Nel caso di precedente evacuazione di abitazioni, organizza le operazioni di rientro nelle case, con
particolare riguardo alla presenza di anziani o disabili.
In accordo con i competenti tecnici, dispone la diffusione di messaggi alla cittadinanza in merito ai
comportamenti da assumere nei giorni seguenti.

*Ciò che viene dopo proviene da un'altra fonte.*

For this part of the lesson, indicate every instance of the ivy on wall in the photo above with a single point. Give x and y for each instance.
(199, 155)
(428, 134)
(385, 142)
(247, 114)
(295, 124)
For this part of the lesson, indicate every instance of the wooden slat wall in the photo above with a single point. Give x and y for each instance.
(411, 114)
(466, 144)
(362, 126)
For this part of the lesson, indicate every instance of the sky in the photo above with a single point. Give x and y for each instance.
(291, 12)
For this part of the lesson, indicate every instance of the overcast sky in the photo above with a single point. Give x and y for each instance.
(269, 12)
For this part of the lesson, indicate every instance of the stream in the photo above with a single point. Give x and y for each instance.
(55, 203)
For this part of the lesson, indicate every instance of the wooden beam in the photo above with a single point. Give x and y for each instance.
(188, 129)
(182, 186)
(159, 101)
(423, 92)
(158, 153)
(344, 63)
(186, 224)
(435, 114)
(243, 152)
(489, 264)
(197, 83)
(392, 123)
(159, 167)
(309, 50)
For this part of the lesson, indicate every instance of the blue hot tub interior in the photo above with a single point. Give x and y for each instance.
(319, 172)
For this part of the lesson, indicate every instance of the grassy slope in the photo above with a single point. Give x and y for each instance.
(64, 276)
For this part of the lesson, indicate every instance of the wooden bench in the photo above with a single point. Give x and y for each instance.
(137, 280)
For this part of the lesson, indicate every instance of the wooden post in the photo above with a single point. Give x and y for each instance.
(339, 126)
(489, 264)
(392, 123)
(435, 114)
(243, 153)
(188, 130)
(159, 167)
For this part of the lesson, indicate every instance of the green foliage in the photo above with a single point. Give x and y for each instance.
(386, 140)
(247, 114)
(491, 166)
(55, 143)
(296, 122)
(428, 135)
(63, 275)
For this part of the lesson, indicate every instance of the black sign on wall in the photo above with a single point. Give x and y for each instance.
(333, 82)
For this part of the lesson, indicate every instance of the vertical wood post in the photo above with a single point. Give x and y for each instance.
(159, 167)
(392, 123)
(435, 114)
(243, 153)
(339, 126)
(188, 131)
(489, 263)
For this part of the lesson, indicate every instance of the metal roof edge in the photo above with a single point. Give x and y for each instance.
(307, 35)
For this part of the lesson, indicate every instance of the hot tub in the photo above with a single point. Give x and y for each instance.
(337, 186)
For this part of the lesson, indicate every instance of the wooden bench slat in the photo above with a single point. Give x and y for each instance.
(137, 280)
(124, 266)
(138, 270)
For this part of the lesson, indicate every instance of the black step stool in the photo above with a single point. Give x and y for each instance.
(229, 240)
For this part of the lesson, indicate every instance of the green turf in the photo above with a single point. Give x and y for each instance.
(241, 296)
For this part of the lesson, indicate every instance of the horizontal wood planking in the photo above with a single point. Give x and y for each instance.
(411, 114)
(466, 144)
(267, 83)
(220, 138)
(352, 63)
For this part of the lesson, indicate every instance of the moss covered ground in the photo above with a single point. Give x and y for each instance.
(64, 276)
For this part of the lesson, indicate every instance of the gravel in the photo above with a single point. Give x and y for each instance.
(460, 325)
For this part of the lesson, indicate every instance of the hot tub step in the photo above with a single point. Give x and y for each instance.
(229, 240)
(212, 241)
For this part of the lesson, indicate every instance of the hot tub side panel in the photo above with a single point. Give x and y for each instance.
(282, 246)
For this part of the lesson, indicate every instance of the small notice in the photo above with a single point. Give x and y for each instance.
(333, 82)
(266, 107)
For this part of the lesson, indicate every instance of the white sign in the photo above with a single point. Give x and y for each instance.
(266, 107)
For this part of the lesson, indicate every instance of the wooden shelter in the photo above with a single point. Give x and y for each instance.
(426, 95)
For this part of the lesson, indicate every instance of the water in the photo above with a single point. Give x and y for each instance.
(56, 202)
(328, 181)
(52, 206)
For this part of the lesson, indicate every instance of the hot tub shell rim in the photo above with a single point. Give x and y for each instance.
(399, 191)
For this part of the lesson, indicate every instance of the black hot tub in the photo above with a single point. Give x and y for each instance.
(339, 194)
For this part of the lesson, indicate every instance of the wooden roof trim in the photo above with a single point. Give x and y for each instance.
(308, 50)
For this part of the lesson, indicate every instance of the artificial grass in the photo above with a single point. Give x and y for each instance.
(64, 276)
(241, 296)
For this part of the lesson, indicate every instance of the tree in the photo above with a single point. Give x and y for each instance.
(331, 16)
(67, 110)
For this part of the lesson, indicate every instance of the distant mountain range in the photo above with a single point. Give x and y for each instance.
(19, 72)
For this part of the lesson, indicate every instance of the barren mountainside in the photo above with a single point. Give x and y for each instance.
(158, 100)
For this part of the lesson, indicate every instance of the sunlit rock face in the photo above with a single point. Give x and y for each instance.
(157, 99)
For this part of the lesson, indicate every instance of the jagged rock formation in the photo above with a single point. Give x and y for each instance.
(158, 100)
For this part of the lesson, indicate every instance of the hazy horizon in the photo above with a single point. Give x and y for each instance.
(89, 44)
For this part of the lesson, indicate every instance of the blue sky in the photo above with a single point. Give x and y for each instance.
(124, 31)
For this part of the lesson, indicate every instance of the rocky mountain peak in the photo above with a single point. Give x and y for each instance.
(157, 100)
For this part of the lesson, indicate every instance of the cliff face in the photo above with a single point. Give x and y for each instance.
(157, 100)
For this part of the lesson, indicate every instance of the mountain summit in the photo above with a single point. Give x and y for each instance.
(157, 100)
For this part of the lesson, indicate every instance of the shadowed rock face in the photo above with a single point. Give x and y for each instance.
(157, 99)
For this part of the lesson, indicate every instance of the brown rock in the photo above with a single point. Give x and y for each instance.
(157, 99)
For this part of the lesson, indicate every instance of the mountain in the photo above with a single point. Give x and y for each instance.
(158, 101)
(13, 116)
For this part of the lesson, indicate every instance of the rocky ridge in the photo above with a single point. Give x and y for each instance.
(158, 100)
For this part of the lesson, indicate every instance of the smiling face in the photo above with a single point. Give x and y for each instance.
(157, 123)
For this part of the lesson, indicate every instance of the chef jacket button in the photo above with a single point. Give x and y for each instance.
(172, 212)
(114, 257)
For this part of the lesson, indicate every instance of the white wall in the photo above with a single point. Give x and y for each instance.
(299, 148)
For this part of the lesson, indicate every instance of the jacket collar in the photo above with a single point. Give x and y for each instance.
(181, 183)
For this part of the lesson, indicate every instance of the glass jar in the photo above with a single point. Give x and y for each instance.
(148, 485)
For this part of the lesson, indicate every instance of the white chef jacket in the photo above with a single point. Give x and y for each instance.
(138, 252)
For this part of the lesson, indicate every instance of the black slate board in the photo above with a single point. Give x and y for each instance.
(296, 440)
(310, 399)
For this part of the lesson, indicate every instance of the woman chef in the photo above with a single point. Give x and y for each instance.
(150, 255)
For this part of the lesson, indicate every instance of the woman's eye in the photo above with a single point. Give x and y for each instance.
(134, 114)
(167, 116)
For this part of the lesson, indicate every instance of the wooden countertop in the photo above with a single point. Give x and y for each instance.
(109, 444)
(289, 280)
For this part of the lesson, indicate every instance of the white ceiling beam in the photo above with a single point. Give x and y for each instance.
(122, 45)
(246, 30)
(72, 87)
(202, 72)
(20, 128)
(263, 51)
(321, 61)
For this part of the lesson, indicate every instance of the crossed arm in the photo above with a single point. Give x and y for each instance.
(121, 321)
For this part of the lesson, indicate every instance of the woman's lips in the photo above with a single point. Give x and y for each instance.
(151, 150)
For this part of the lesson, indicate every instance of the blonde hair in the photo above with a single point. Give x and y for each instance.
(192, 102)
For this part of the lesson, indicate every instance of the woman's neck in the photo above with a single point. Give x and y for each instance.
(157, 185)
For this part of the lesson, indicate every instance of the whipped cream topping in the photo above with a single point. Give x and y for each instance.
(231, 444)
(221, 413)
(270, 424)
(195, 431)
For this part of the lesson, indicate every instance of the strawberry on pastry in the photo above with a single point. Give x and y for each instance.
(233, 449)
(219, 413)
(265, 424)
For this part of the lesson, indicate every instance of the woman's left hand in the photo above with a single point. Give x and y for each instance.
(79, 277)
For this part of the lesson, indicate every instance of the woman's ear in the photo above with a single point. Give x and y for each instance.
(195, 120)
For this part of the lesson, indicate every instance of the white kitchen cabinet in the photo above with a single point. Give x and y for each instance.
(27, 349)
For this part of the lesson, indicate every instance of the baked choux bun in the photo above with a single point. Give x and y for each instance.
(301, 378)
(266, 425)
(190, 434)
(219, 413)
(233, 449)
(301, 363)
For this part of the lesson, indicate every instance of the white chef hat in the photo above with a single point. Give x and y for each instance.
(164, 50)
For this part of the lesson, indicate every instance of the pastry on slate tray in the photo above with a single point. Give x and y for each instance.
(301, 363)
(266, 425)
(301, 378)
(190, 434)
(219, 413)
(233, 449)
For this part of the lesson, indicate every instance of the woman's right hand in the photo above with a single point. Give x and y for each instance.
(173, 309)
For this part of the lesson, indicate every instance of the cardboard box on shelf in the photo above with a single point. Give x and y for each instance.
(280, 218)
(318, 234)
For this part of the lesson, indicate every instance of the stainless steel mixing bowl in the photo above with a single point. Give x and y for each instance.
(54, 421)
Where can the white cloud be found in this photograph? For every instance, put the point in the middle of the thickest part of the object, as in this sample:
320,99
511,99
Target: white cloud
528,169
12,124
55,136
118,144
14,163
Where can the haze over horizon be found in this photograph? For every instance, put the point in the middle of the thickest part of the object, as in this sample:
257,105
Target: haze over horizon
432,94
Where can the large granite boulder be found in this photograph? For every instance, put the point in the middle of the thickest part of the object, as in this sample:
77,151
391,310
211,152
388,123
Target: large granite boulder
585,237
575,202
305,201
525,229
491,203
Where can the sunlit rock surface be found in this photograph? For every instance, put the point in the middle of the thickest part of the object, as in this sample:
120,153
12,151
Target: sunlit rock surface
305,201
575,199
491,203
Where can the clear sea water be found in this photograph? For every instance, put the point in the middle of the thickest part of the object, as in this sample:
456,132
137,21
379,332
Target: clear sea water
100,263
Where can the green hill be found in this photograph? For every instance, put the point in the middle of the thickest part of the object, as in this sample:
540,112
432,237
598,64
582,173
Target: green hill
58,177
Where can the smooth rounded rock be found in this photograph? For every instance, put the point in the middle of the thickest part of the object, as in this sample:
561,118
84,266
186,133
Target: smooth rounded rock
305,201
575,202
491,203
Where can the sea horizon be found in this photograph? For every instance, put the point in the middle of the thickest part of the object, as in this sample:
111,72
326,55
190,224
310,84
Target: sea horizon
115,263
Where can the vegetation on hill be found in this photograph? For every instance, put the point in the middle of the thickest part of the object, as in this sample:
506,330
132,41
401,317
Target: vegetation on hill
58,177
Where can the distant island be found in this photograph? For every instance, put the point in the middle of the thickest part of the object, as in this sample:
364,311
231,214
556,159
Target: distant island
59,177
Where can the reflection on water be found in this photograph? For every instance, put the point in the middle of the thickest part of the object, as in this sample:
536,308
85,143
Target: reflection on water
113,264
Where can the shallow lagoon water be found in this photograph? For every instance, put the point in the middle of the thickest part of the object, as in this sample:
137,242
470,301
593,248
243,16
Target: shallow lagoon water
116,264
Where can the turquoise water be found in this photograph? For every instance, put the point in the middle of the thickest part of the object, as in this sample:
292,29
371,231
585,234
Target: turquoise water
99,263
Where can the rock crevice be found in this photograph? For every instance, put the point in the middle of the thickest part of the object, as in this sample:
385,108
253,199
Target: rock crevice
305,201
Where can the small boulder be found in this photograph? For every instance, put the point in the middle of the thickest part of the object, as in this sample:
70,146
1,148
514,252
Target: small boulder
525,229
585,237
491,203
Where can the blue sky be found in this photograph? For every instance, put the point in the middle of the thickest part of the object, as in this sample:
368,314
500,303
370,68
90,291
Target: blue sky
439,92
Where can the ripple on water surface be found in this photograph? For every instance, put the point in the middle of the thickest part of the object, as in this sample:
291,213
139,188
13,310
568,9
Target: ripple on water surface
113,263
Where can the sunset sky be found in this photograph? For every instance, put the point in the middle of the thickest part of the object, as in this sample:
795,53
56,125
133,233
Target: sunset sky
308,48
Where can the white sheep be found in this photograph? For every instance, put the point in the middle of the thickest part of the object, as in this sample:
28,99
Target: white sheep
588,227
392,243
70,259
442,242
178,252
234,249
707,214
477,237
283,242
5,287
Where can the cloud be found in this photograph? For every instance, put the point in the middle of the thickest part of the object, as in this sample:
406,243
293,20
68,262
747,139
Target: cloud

Al termine della fase di emergenza, il SIPC resta a disposizione per:
• proseguire l’assistenza alla cittadinanza;
• vigilare sulla gestione delle aree di accoglienza e di ricovero;
• organizzare le operazioni di rientro nelle abitazioni, con particolare riguardo alla presenza
di anziani o disabili;
• il censimento dei danni alle strutture, agli edifici in collaborazione con i tecnici preposti;
il SIPC al termine dell’emergenza, si accerta, mediante contatto con gli enti gestori, del corretto
ripristino dei servizi essenziali nell’area colpita dalla calamità (utenze elettriche, acqua potabile,
fognatura, approvvigionamento gas).
A conclusione dell’evento, il Referente del SIPC o il ROC redige un report dell’evento,
compilando apposito modello, i cui dati saranno utilizzati a fini statistici e per le successive
revisioni del Piano Intercomunale di Protezione Civile.